Она хоть и пытается выглядеть расслабленной — видно по её легкой улыбке — но у неё ничего не получается. Тело Цветковой выдает, что она напряжена до предела. Это видно по её рукам, протянутым вдоль туловища. Губы сомкнуты и сжаты, ты просто вымучиваешь из себя эту улыбку. Я чувствую это напряжение, просто смотря на неё.
Вбил в поисковой строке номер школы. Расписание уроков. Заскринил и перекинул в избранное. Сейчас я знаю, в котором часу она выходит из школы и куда идет. До дома ей идти минут двадцать — долгий маршрут, не так ли, Таня? Рядом с её домом есть часовня при кладбище. Заходит ли она туда? Она верующая?
Проверил её подписки. Разные паблики, связанные с иконописью. Хотела бы она расписывать храмы? Писала ли она когда-нибудь иконы? И пишет ли сейчас? Может, для неё это слишком личное, поэтому она не выкладывает в свой публичный канал? Может, она не хочет, чтобы я это видел?

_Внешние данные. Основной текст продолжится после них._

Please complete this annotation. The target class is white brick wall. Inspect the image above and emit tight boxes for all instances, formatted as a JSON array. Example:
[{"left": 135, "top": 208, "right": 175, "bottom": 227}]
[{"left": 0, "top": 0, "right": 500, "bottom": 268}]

Закрыл ноутбук. Голова немного гудела от переизбытка информации. Выпью кофе и опять надо покурить. В последние дни курю больше, чем обычно.
Выхожу на лоджию с чашкой кофе. Сигарета, зажигалка, курю. Опять. Всё так серо и рутинно в моей жизни… Всё, кроме Танечки Цветковой, которая сейчас делает маленькие рисуночки на полях рабочей тетради. А потом она это сфотографирует и выложит в личный канал, подписав как: «урок физики был оочень скучным…».
Таня, Таня. Ты сама хотела, чтобы я нашел твой настоящий адрес, так ведь? Ты ведь просто проверяешь, насколько я умный. Ты хочешь знать, достоин ли я тебя. Но конечно же я тебе не ровня. Ты смотришь на меня со своего пьедестала и тут же уводишь взгляд в сторону. Я для тебя — просто тень, покупатель, подписчик. Я помог тебе деньгами, но тут же отбираю их у тебя.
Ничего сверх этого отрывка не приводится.